Sustainable farming has been the default since 1975, when the family stopped using insecticides and herbicides. Organic certification followed in 2011, the first granted to a winery in Valle d'Aosta and the only one in the region for the following decade. Indigenous yeasts, low sulphur additions, and traditional Guyot training reinforce the same logic in the cellar.
The portfolio reads as a tour of the valley's native varieties. Petite Arvine, the white Valle d'Aosta shares with the Swiss Valais, appears in two versions: a Vigne Rovettaz partly aged in oak and a fresher cuvee from the higher Chatel Argent vineyard. Cornalin Vigne Rovettaz and Fumin Vigne Rovettaz show two of the most ageable indigenous reds in the region, while Torrette Superieur, the Petit Rouge-led blend that is the everyday red of the central valley, anchors the range. Pinot Noir Vigne Tzeriat, the Montmary Metodo Classico Extra Brut Rose, and a Donnas (Picotendro / Nebbiolo from the lower valley) extend the line beyond the native palette.

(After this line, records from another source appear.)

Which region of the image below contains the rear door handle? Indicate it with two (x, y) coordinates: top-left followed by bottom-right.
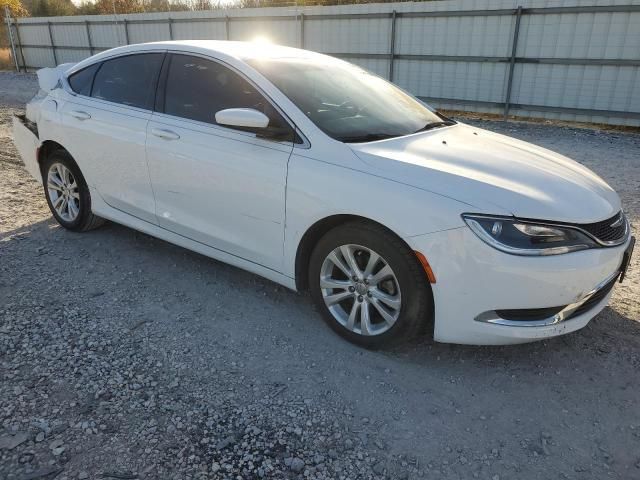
(151, 128), (180, 140)
(69, 110), (91, 120)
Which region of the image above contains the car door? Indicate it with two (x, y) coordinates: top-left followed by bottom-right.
(62, 52), (165, 224)
(147, 53), (293, 271)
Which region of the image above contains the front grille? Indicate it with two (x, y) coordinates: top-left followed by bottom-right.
(565, 275), (618, 320)
(576, 211), (627, 242)
(496, 305), (566, 322)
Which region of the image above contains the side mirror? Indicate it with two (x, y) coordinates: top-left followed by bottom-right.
(216, 108), (269, 128)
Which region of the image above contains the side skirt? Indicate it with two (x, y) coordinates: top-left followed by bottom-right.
(90, 187), (296, 291)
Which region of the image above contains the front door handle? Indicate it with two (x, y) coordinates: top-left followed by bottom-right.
(151, 128), (180, 140)
(69, 110), (91, 120)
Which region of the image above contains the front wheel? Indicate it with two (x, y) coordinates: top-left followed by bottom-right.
(309, 222), (433, 348)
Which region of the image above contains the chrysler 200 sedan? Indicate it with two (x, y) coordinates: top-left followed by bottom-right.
(14, 41), (634, 347)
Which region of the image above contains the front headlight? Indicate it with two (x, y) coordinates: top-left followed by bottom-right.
(462, 213), (599, 255)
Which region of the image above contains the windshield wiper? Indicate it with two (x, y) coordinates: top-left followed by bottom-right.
(338, 133), (397, 143)
(413, 120), (456, 133)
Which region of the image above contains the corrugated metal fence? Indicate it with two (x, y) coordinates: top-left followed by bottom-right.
(5, 0), (640, 126)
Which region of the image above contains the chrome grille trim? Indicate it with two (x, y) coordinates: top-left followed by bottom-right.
(475, 270), (620, 327)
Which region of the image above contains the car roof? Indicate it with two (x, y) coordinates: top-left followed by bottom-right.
(71, 40), (340, 71)
(152, 40), (325, 60)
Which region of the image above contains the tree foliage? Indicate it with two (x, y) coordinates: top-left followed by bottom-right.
(10, 0), (430, 17)
(0, 0), (29, 17)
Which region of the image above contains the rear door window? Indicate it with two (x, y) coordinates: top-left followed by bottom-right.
(91, 53), (164, 110)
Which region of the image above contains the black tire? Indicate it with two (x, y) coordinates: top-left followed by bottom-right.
(308, 221), (433, 349)
(41, 150), (104, 232)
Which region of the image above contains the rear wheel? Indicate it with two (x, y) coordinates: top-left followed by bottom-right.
(309, 222), (433, 348)
(42, 150), (104, 232)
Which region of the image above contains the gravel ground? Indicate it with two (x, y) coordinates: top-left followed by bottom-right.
(0, 73), (640, 480)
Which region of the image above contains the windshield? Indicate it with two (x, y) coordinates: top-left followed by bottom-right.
(247, 58), (453, 142)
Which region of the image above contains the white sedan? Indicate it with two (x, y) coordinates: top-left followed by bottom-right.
(14, 41), (634, 347)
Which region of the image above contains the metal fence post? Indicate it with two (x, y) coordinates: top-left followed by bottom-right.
(84, 20), (93, 55)
(389, 10), (397, 82)
(13, 18), (27, 73)
(300, 13), (304, 48)
(504, 6), (522, 120)
(47, 22), (58, 67)
(4, 5), (20, 72)
(122, 18), (129, 45)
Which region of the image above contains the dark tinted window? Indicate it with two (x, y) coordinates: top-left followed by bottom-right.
(164, 55), (287, 132)
(69, 63), (100, 96)
(91, 53), (164, 109)
(247, 58), (443, 142)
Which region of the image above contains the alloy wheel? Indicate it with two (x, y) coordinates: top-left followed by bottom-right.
(320, 244), (402, 336)
(47, 163), (80, 222)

At table, the central-valley Torrette is one of the most natural matches for the region's mountain charcuterie (jambon de Bosses DOP, motzetta, lard d'Arnad DOP) and for Fontina-driven dishes like polenta concia or seupa a la valpellinentse. The whites earn their place beside lake fish and alpine cheeses, while Cornalin and Fumin reach toward braised game and beef carbonade. Drinking Grosjean is the most direct way for a visitor to taste how Valle d'Aosta thinks about wine.